The marketing of the iPad

An innovation is something that changes the way we live. An innovation may be associated with an invention, but may not be.
A post titled An Apple launch that thought differently illustrates some of the techniques Apple employed to render the iPad an innovation.

The story first highlighted the Easter weekend launch date, by noting the impact of iPads brought to an Easter dinner party in San Francisco: It [the highlight of the dinner party] was, instead, a trio of brand-new Apple iPads that three separate guests had brought, eager to show off the glowing slates to the others in attendance.

The lack of invention was obliquely noted: The unveiling of the iPad was, without a doubt, missing much of the novelty that its iPhone sibling brought to the world. and After years of a bridge-burning, "out with the old" attitude in digital media, the iPad is about making the old new again: books, newspapers, board games, and the sort of thing that can be passed around a dining room table.

Hmmm, try the making the old new again line with your favorite patent examiner.

Of news splash: Apple instead chose Time magazine as the platform for its splashy media coverage, with a feature story and interview with Jobs penned not by a member of the tech press but by Stephen Fry, a British actor and comedian who likely has more Twitter followers than most insidery Apple pundits combined.

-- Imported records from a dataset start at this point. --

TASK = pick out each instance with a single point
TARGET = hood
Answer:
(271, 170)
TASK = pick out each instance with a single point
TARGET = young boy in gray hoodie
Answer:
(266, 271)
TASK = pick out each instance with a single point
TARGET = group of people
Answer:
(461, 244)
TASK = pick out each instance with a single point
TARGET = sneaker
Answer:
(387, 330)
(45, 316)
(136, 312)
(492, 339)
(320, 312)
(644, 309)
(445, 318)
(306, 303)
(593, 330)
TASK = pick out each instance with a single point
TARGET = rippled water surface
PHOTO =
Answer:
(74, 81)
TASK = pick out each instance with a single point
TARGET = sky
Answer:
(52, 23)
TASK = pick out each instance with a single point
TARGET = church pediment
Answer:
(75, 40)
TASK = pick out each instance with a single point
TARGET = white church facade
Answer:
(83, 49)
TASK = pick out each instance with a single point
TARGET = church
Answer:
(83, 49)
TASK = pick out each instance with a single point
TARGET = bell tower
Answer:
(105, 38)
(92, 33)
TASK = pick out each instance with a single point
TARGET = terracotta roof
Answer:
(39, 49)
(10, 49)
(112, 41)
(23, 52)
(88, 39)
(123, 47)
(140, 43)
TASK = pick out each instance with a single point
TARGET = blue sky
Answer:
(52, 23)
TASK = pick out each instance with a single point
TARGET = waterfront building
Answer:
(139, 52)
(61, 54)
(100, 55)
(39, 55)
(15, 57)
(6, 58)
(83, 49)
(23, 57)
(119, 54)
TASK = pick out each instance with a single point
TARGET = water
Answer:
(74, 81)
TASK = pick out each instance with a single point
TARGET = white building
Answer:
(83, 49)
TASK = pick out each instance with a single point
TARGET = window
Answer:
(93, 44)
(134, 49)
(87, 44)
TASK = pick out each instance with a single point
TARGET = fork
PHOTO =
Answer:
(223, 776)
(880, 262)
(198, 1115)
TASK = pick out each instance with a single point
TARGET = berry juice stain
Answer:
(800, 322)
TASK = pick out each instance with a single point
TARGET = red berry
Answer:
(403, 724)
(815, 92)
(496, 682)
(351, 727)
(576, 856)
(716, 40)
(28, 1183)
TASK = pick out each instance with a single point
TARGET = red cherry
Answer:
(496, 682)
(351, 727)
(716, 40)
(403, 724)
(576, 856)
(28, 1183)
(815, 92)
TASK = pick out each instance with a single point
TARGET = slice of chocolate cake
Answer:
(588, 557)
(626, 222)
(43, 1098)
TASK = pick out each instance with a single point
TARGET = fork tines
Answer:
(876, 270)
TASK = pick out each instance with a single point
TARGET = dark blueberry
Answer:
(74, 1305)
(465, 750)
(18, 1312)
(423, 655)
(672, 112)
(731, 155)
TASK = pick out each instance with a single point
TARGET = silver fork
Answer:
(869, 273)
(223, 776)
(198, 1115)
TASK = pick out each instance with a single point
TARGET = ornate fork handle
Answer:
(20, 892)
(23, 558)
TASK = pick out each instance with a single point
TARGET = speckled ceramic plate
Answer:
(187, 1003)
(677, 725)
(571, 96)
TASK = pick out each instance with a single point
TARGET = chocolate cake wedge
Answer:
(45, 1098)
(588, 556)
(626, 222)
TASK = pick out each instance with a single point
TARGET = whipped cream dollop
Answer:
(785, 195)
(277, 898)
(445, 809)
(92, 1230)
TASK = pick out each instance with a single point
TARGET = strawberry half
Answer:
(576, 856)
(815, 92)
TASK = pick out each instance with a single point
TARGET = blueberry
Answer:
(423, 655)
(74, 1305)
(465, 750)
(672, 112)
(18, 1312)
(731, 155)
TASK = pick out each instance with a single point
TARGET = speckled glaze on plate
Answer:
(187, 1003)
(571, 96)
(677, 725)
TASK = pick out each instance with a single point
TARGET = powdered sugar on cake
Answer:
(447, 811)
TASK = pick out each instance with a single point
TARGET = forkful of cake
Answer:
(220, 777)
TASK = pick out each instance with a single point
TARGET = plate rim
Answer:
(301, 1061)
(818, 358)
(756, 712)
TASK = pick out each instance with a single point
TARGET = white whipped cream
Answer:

Then, the pre-launch appearance that drummed up the most excitement wasn't any tech blogger's breathless review, but a guest-star spot on the ABC sitcom "Modern Family." (Apple has denied that it was paid product placement.)

All in all, the piece is a poster child for innovation but not invention.

The background of the CNET author that wrote the piece: Her pre-CNET resume includes interning at an IT security firm and brewing cappuccinos.